(CN) – In a fractured ruling, the U.S. Supreme Court on Tuesday upheld Idaho’s ban on political payroll deductions, saying it doesn’t violate the First Amendment rights of local governments.
Under Idaho’s Right to Work Act, public employees can authorize payroll deductions for union dues, but not for union political activities.
A group of Idaho public employee unions challenged the Act, claiming it violated their First Amendment rights when applied to county, municipal, school district and other local public employers.
The district court upheld the law at the state level, but struck it down as applied to local governments. The 9th Circuit affirmed, saying the state does not actually operate or control local government’s payroll deduction systems.
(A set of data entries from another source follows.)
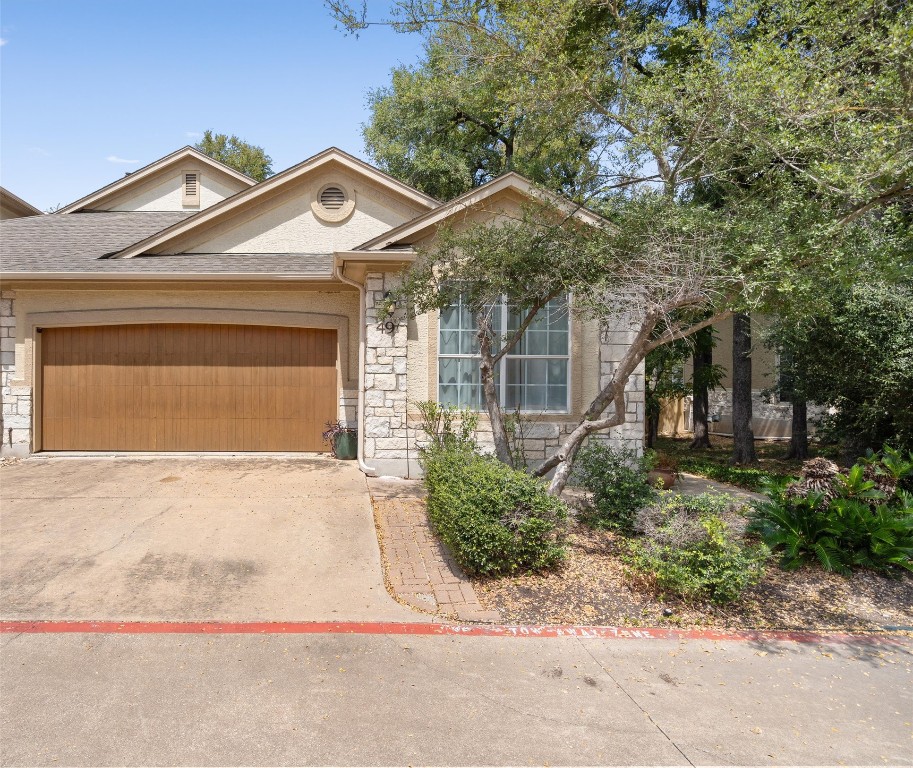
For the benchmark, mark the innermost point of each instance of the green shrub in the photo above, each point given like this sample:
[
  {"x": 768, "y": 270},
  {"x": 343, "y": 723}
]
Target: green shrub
[
  {"x": 617, "y": 480},
  {"x": 750, "y": 478},
  {"x": 495, "y": 520},
  {"x": 691, "y": 546},
  {"x": 858, "y": 528}
]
Chief Justice John Roberts said the ban on political payroll deductions “is reasonable in light of the State’s interest in avoiding the appearance that carrying out the public’s business is tainted by partisan political activity.”
Roberts added: “That interest extends to government at the local as well as state level, and nothing in the First Amendment prevents a State from determining that its political subdivisions may not provide payroll deductions for political activities.”
Justice Ruth Bader Ginsburg concurred and Justice Stephen Breyer dissented in part, saying he would find the exception for political activity constitutional, “but only if I were convinced that the exception applied even handedly among similar politically related contributions.”
Justice John Paul Stevens dissented, saying the law violates the Constitution because it was clearly “intended to make it more difficult for unions to finance political speech.”
In a separate dissent, Justice David Souter said the law crosses the line between neutral regulation of governmental activity and viewpoint discrimination.